El Condorito yanta su trigo candeal remojado, y bebe el agüita de este trigo de mucho fósforo. Se queda de pronto, tragando, ensimismado. Inmóvil. Se pilla estático, mira en torno, asustado, su mundo circundante. Lo reconoce. Y vuelve a pasear en la java. Es cenizopinto. Su dueño, el sargento Ovalle, lo pelearía aquella tarde.

Y el Sargento, aquel girorrenegrido –también de Ovalle–, aguza el pico en tronco de maitén y sigue a la gallina assel. Y la cubre. Ella se sacude, erizando sus plumas de un rucio malatoa, esponjada y fecunda.

Tres veces te lo pedí;

no me lo quisiste dar;

dame siquiera a probar

a ver qué tal lo tenís.

La carcajada del gallero riza el vivo cristal del aire. Augusto le hace castañuelas con los dedos al Condorito.

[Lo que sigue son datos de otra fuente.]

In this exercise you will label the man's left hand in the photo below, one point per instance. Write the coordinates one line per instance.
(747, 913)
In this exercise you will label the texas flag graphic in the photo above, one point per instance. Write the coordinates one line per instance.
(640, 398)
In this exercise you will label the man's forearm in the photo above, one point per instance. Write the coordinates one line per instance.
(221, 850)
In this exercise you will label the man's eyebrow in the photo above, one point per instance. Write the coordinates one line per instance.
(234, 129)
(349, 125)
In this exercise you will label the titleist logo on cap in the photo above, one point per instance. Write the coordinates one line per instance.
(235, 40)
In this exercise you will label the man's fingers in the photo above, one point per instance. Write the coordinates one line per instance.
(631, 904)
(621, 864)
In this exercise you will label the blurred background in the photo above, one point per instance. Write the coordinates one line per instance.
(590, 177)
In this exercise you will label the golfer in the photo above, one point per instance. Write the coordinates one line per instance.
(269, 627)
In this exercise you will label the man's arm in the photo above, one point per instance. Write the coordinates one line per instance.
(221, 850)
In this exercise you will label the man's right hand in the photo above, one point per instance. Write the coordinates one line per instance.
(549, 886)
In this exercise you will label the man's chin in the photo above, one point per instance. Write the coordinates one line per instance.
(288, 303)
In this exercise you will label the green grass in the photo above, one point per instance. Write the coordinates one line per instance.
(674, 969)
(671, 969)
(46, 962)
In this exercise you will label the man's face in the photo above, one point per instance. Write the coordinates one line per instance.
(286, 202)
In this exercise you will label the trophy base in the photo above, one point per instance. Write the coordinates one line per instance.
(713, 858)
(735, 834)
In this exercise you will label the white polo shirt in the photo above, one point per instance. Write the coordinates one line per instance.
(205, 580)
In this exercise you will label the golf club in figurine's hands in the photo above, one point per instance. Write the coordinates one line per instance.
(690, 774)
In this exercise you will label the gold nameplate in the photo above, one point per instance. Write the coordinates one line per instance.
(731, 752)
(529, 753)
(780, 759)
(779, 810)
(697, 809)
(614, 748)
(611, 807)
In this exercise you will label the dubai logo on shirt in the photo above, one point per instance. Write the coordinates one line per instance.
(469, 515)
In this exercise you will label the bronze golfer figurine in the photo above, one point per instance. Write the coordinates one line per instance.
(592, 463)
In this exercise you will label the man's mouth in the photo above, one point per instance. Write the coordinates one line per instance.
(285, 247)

–¡Ah, canalla! Te repasaré las plumas.

Cogió al gallo como quien coge una joya. Le extendió las alas cenizaspintas. Alzole el ramillete tornasolado de la cola, y soplolo.

–¡Quinientos pesos al japonés! ¡Qué ricas patas!

Mojándose de saliva los dedos, enhebra la aguja, le recompone las alas al Condorito, que era el tiempo de la pelecha, de la caída de la pluma, a fines de la temporada de riñas.

–¡Bah, ganando el gallo, no le hace! –le correspondía al gallero la quinta parte del premio de los gallos que él presentara en la rueda; la décima, a la cancha.